Do the square root intrinsics work on all platforms?

Oh! Thanks for pointing that out.

Though that gives me an interesting idea: f80 has a 64-bit mantissa, so might work for u64::isqrt...

the Linux Kernel disables SSE and AVX:

except that, on MSVC, the precision is set to 53 bits, not full precision.

Be careful about applying the pigeonhole principle here. While f64 can't represent all 64 bit integers, it can represent all 64 bit square roots. (my_u64 as f64).sqrt() as u64 might not always be exactly the number you want, but it should be very close (possibly always ±1), and it's an extremely good guess for the first iteration of another algorithm.

Pretty sure you shouldn't use x87 these days, the CPU isn't optimised for it. But I'm not a compiler writer, so take what I say with a grain of salt.

I think some CPUs had massive setup cost when switching between x87 and vector instructions as well, though that might have been with MMX (where the register backend storage overlapped iirc).

Also, so far we have only talked about x86. What about ARM (where you would presumably use VPF or NEON I think?), ARM64, PPC, or RISCV?

Presumably an analysis and benchmark would need for each of the tire 1/2 targets at least? Especially messy on arm with their hf versions etc. And so many more vendors to benchmark on than on x86 too!

I guess it depends on what you use it for if +/-1 is suitable.

As a programmer I know floating point is approximate. But I expect integer operations to be exact (though possibly rounded, usually towards zero) as long as the value didn't overflow.

To be frank, I'm not sure what I would use integer square root for, I don't personally have a use for it in any code I write. But if we use an approximation we should check that won't break any expectations.

Is there for example any search algorithm that uses an integer square root to select an index? Could something like that break for large indices (probably the u32/f32 case, I don't expect anything to use more than 53 bits to represent anything in memory, as far as I know we haven't reached that point yet).

For u8 to u32, the result is exact from the start. For u64, it can be fully corrected by adding -1, 0, or 1 (and there may be a way to prove that only -1 and 0 are needed). For u128, I use the Karatsuba square root algorithm after using the u64 method on the most significant bits, which is proven to work.

3 Likes

If you are taking the square root of an integer, yes it is suitable. Unless you mean you want the floating point sqrt of an integer, in which case sure you need f80 or f128 or some kind of bigfloat.

I expect integer sqrt to always give exactly floor(sqrt(x)).

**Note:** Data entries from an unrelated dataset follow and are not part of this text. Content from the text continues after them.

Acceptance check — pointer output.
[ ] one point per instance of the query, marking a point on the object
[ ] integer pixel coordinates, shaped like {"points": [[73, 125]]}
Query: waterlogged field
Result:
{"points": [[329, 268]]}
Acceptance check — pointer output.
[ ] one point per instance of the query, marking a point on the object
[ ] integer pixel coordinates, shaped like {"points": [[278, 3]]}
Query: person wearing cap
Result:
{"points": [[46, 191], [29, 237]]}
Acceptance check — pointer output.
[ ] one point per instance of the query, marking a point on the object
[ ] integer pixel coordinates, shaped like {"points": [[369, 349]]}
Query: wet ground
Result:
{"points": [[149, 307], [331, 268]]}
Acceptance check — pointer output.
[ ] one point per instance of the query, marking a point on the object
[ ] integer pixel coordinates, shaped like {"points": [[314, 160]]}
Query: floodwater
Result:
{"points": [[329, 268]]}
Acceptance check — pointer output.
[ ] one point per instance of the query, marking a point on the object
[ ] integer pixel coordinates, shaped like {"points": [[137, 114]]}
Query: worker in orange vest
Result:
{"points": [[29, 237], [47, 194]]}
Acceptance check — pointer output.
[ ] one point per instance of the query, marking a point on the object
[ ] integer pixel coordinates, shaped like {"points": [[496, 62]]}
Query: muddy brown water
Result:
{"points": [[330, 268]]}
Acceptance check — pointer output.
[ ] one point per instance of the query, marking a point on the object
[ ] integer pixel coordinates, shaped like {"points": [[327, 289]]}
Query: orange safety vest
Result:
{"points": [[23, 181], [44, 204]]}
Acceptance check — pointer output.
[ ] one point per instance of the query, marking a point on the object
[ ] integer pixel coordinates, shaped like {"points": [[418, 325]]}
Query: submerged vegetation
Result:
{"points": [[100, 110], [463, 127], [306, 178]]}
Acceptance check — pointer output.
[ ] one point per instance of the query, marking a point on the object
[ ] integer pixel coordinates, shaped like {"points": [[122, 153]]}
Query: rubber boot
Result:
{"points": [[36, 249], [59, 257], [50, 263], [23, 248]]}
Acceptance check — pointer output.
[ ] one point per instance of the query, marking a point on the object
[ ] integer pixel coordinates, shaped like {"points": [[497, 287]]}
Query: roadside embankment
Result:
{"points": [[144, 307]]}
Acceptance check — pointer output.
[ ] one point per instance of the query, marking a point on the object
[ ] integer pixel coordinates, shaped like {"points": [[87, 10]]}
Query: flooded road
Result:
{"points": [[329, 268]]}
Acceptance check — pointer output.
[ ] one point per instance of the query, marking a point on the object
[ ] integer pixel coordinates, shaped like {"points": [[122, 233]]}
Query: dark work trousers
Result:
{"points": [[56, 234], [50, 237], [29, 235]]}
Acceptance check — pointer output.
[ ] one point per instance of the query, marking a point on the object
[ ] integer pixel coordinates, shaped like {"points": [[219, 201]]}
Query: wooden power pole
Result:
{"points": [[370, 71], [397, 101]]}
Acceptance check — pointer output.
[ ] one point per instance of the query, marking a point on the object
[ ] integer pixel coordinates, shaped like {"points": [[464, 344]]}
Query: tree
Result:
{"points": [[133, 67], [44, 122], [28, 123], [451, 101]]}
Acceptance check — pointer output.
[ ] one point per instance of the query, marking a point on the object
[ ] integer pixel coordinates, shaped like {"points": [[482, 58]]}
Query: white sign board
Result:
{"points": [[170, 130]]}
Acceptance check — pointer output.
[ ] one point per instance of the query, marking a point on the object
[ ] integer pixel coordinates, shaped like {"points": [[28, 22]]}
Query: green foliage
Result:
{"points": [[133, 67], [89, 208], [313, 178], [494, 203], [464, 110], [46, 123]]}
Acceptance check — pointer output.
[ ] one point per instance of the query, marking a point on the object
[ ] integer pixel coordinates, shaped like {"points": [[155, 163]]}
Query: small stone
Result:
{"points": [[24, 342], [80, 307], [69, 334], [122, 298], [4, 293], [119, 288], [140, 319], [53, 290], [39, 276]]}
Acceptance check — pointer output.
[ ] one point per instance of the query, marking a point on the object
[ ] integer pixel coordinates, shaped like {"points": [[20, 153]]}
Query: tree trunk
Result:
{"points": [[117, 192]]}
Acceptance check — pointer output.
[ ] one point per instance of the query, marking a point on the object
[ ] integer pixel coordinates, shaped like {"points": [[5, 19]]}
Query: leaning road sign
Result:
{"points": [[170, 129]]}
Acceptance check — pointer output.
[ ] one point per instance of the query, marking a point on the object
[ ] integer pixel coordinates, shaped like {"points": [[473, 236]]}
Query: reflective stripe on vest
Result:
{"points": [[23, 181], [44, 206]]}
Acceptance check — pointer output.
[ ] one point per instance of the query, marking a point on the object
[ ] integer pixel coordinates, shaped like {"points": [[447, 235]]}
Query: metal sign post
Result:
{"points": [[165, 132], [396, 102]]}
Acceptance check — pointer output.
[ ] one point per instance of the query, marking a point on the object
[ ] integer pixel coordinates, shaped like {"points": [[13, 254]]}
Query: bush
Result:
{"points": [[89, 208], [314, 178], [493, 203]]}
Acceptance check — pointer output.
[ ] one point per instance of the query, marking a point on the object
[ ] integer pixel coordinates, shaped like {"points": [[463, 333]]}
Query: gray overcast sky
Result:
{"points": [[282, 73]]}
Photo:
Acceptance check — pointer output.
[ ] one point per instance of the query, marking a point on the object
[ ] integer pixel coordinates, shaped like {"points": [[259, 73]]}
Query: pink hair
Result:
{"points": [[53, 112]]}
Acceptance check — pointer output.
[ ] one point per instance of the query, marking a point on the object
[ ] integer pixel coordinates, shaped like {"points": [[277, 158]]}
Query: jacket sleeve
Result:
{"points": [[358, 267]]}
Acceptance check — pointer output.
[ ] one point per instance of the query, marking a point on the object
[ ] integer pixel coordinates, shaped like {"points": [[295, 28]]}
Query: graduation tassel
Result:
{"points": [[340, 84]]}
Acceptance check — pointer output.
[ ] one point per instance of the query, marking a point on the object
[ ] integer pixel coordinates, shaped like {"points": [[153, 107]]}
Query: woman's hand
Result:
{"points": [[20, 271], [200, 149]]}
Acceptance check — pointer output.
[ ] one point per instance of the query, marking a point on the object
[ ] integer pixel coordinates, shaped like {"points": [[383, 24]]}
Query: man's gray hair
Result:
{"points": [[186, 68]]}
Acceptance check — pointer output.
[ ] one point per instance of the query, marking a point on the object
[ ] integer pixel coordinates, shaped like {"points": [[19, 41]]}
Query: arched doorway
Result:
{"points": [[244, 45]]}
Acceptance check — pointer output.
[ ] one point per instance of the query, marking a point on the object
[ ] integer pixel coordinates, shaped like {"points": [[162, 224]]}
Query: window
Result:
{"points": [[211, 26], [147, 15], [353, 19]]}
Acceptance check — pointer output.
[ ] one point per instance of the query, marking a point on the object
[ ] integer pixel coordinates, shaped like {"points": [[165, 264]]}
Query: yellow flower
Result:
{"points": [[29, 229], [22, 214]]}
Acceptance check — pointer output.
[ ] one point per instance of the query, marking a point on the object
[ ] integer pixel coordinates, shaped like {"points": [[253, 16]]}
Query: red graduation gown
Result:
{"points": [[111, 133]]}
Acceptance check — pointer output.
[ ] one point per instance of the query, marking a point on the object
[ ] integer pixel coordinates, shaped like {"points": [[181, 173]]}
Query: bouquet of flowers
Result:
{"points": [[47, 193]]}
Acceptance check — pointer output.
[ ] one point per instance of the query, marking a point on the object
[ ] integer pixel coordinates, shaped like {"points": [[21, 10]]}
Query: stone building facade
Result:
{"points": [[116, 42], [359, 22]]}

You can just exhaust since there are 2^32 perfect squares representable as u64 and square root is monotonically increasing. If ((x*x) as f64).sqrt() as u64 >= x that should be enough.

1 Like

I've tested it without +1 and I'm confident that it works on x86-64 Linux or so. My concern was that on a different target triple or whatever, isqrt might give incorrect results, and I wanted to avoid that for something in core.

I've included an #[ignore]d test in core that does what you suggest (it tests perfect squares, perfect squares minus one, and halfway between neighboring perfect squares). Do all rustc-supported platforms run all the tests, including the ignored ones, every so often, and would people notice if it failed on a platform?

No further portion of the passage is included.